Their major research centers in Panama are
- The Galeta Marine Laboratory is on the Caribbean Coast of
Panama, in the Province of Colon. Isla Galeta was formerly used by the US
Intelligence service until 1967, this has been transformed into a world class
facility for international scientists to do valuable studies of mangrove habitats,
coral formations and the 22 species of tropical birds found on the island.
- The Centro de Exhibiciones Marinas on the Causeway in Panama
City contains, among other exhibits, two aquariums that show the differences
between fish in the Pacific and Caribbean Seas. The fish from the Caribbean
are the more colourful.
Colorado. Another of Panama’s most popular ecotourism destinations
is the Barro Colorado wildlife refuge at Lake Gatun, also a site of ongoing
research by Smithsonian scientists.
- Bocas del Toro - Bocas del Toro province is a magnificent
natural region with humid tropical forest, swamp forest and banana plantations
in the terrestrial habitats and mangrove forests, seagrass meadows and coral
reefs in the marine coast. All this ecosystems present unique characteristics
that integrated to the geological past and cultural diversity make a special
environment for research and education projects.
- The arboretum, located at STRI’s headquarters in Panama
City , is home to a range of ecological interactions.

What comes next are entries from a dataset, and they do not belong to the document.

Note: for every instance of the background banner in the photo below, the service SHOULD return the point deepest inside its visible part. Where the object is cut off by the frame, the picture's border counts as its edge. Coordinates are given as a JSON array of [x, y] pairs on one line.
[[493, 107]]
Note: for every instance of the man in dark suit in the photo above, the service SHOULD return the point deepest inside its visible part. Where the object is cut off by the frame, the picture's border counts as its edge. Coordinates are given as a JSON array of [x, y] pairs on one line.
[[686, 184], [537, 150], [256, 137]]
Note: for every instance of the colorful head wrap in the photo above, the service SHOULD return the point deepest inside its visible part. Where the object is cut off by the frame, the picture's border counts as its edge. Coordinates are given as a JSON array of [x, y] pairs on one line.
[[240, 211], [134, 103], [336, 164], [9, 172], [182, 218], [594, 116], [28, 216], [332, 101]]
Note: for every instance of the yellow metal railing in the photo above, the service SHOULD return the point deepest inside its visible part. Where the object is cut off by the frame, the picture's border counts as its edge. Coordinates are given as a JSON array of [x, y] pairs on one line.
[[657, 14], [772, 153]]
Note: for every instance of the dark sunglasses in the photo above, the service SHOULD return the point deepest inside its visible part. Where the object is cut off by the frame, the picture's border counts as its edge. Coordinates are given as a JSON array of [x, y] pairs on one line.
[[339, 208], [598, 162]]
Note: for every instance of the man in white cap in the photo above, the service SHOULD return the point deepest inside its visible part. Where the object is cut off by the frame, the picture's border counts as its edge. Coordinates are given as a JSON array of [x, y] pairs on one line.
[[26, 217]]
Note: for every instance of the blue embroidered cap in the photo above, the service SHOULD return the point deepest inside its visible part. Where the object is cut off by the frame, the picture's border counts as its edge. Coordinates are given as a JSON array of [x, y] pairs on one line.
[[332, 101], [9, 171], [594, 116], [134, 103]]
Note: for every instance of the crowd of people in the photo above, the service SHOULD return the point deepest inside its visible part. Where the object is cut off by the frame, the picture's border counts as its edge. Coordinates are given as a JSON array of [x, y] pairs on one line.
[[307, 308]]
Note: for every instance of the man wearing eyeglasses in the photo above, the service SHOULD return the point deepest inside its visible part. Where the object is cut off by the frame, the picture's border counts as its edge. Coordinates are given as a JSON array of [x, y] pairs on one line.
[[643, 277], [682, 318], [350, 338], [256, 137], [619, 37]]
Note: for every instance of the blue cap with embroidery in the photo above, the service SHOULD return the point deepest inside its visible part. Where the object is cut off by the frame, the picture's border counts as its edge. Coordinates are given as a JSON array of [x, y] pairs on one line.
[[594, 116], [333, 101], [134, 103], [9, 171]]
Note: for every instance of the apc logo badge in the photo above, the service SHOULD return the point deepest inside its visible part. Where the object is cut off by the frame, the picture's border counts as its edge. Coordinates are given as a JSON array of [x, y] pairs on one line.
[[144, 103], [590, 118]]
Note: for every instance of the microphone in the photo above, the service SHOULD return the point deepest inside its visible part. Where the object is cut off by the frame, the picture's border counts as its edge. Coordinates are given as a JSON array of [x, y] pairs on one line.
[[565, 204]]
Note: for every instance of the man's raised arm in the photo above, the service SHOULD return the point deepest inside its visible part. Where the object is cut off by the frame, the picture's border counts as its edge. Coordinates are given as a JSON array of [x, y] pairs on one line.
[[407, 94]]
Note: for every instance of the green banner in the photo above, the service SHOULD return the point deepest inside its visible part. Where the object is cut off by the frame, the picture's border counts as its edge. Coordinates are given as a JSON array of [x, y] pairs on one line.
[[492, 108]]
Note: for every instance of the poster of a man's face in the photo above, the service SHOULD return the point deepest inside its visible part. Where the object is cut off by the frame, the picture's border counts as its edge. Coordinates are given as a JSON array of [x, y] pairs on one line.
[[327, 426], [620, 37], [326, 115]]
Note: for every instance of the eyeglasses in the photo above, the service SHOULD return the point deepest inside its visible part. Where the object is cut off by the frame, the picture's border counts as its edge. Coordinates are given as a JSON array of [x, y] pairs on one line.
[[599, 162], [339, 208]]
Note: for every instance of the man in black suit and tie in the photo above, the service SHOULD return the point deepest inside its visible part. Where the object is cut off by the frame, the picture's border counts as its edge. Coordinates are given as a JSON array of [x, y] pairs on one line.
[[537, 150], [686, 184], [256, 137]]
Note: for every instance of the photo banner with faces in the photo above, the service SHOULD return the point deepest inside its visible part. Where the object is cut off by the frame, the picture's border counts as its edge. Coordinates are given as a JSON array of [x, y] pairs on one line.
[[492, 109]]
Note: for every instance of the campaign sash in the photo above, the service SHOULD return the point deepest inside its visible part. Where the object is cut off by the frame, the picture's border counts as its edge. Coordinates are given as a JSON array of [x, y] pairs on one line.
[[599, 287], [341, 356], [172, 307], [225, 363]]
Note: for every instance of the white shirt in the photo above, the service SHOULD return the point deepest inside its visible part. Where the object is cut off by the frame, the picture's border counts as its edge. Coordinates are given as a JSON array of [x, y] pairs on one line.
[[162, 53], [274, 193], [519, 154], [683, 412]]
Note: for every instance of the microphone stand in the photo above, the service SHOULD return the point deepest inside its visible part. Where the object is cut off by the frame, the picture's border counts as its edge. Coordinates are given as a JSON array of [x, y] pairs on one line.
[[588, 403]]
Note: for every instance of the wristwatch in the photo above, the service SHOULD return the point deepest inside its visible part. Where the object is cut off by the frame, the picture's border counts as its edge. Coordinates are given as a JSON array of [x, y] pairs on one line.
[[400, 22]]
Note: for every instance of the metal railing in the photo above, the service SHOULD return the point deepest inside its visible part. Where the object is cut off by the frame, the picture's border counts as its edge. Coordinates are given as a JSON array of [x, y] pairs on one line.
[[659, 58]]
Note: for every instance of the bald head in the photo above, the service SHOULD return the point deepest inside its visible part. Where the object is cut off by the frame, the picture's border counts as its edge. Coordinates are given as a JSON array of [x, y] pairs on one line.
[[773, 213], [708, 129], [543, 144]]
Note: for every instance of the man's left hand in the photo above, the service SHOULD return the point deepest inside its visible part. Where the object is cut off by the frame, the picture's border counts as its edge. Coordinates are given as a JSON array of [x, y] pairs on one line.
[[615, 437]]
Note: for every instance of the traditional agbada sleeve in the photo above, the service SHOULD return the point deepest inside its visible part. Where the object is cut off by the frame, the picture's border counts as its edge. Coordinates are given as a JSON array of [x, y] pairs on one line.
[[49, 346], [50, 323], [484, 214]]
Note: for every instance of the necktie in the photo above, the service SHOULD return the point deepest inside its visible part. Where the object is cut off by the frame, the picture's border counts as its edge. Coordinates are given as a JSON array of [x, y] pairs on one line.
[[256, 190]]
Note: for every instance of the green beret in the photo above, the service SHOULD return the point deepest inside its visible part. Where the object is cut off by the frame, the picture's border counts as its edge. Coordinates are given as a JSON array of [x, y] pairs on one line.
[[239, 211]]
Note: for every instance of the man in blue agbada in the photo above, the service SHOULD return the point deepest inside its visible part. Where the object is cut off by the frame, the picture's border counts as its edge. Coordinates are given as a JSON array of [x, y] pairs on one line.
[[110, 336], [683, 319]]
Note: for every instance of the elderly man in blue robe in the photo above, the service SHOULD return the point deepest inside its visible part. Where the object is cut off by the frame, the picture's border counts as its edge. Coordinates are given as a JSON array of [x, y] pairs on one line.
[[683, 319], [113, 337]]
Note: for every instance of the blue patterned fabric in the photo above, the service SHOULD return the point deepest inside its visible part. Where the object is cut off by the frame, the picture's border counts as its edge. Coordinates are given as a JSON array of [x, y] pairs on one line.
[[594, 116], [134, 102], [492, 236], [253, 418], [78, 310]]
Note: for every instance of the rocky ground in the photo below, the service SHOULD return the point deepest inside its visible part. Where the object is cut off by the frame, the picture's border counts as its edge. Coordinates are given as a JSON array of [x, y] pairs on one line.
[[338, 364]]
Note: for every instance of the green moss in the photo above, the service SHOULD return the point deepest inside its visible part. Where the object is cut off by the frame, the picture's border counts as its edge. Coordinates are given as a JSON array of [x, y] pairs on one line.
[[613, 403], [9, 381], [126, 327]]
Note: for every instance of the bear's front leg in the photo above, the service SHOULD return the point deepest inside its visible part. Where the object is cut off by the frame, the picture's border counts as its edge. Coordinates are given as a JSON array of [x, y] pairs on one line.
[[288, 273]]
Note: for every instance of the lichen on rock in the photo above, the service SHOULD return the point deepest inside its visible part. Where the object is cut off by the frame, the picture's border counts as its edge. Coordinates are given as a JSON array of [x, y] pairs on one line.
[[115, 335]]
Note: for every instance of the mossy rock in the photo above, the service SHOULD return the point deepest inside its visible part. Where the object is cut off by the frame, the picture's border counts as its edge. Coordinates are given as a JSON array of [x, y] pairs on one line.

- STRI has installed canopy access systems, which consist of
tower construction cranes with specially adapted gondolas, in two tropical
forests: a seasonally dry forest at the Metropolitan Nature Park of Panama
City and a moist forest at Fort Sherman on Panama ’s Atlantic coast.
Panama is an incredibly ecologically diverse country with low
levels of tourism (to date). It has an enormous potential for the expansion
of ecotourism and ecotourism adventures. Panama is becoming one of the most
exciting ecotourism destinations in the world.